Acabadas as matinas, ficou em Oração, como tinha de costume: e pediu
afetuosamente a Nosso Senhor se servisse de lhe dar inteligência daquele
verso. Apareceu-lhe ali, no coro, um passarinho, que cantando
suavíssimamente, andava diante dele dando voltas de uma para a outra
parte, e deste modo o foi levando pouco a pouco até um bosque que estava
junto do Mosteiro, e ali fez seu assento sobre uma árvore; e o servo de
Deus se pôs debaixo dela a ouvir. Dali a um breve intervalo (conforme o
Monge julgava) tomou o vôo e desapareceu com grande mágoa do servo de
Deus, o qual dizia mui sentido: Ó passarinho da minha alma, para onde te
fostes tão depressa? Esperou. Como viu que não tornava, recolheu-se
para o Mosteiro, parecendo-lhe que aquela mesma madrugada depois de
Matinas tinha saído ele. Chegando ao Convento, achou tapada a porta, que
de antes costumava servir, e aberta outra de novo em outra parte.

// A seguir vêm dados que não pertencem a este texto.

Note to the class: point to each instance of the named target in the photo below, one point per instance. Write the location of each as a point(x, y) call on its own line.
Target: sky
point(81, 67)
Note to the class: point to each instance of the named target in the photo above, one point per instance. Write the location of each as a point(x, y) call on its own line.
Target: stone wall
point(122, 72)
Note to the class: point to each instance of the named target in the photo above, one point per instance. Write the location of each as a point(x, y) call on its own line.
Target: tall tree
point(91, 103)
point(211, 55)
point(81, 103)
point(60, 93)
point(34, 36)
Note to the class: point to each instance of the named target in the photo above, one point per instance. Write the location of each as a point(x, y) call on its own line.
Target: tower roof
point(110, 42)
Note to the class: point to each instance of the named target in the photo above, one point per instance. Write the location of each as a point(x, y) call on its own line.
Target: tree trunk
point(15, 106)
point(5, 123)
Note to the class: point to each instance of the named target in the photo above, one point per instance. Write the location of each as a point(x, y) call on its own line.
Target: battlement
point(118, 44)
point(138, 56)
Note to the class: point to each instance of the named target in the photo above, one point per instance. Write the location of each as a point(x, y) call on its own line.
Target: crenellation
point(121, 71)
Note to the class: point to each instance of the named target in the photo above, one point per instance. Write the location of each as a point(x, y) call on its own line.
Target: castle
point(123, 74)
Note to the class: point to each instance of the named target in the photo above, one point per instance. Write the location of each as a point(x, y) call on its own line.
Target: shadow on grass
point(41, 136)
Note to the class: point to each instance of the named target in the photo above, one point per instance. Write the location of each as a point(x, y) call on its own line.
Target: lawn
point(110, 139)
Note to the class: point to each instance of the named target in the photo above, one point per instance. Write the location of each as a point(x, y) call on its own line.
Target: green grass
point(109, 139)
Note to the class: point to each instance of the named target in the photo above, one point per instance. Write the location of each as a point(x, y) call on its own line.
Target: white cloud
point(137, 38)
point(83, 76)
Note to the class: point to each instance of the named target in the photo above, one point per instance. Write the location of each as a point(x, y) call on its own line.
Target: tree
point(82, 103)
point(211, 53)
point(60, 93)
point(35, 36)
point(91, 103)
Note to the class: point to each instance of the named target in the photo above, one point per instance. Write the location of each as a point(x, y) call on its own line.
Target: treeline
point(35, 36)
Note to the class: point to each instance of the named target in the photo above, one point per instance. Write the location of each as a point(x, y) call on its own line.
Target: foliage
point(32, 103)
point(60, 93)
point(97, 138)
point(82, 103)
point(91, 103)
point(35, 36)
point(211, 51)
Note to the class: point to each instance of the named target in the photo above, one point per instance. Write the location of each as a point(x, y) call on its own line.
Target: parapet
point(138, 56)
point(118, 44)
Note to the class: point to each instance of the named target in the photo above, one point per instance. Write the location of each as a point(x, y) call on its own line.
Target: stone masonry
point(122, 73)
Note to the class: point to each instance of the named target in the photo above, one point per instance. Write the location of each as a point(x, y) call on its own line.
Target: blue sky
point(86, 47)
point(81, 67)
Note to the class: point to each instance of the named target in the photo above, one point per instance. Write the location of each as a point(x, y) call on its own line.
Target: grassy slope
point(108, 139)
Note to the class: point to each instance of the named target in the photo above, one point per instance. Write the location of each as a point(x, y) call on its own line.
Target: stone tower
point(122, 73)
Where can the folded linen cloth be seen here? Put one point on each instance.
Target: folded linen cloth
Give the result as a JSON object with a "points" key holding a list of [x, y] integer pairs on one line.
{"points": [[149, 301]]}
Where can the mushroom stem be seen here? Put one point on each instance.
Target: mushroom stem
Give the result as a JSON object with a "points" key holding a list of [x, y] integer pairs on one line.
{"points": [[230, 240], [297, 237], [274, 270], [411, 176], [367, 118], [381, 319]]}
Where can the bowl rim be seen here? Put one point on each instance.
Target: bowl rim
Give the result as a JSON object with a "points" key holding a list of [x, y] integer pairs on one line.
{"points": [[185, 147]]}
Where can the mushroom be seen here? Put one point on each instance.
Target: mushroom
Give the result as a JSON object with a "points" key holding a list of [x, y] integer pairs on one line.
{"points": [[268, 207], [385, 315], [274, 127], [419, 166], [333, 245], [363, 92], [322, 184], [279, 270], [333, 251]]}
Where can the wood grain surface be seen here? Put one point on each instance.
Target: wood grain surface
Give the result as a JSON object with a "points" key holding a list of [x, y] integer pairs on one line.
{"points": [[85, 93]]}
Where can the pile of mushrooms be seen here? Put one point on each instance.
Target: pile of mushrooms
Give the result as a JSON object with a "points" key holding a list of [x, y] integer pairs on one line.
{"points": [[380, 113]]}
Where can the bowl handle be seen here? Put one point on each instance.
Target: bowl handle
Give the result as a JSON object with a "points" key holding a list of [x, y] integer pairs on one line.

Perguntou-lhe o Porteiro quem era, e a quem buscava. Respondeu-lhe: Eu
sou o sacristão, que poucas horas há que saí de casa, e agora torno, e
tudo acho mudado. Perguntado também pelos nomes do Abade e do Prior, e
Procurador, ele lhos nomeou, admirando-se muito de que não o não
deixasse entrar no Convento, e de que mostrava não se lembrar daqueles
nomes. Disse-lhe que o levasse ao Abade: e posto em sua presença, não se
conheceram um ao outro; nem o Monge sabia que dissesse, ou fizesse,
mais que estar confuso e maravilhado de tão grande novidade. O Abade
então, iluminado por Deus, mandou vir os Anais e histórias da Ordem:
onde, buscando, e achando os nomes que o Monge apontava, se veio a
averiguar com toda a clareza que eram passados mais de trezentos anos
desde que o Monge saíra do Mosteiro até que tornara para ele. Então,
este contou o que lhe havia sucedido, e os Religiosos o aceitaram como a
Irmão seu do mesmo hábito. E ele, considerado na grandeza dos bens
eternos, e louvando a Deus por tão grande maravilha, pediu os
Sacramentos, e brevemente passou desta vida com grande paz no Senhor.
Este
é o exemplo. Vede agora, que se a música de um passarinho pôde entreter
aquele Monge trezentos anos com tanto gosto seu, que lhe pareceram
poucas horas, e ainda desejasse que durasse mais: como não bastará a
vista de Deus, que é um bem onde se encerram juntos infinitos bens, para
suspender a nossa alma sem fastio, nem cansaço, por toda eternidade?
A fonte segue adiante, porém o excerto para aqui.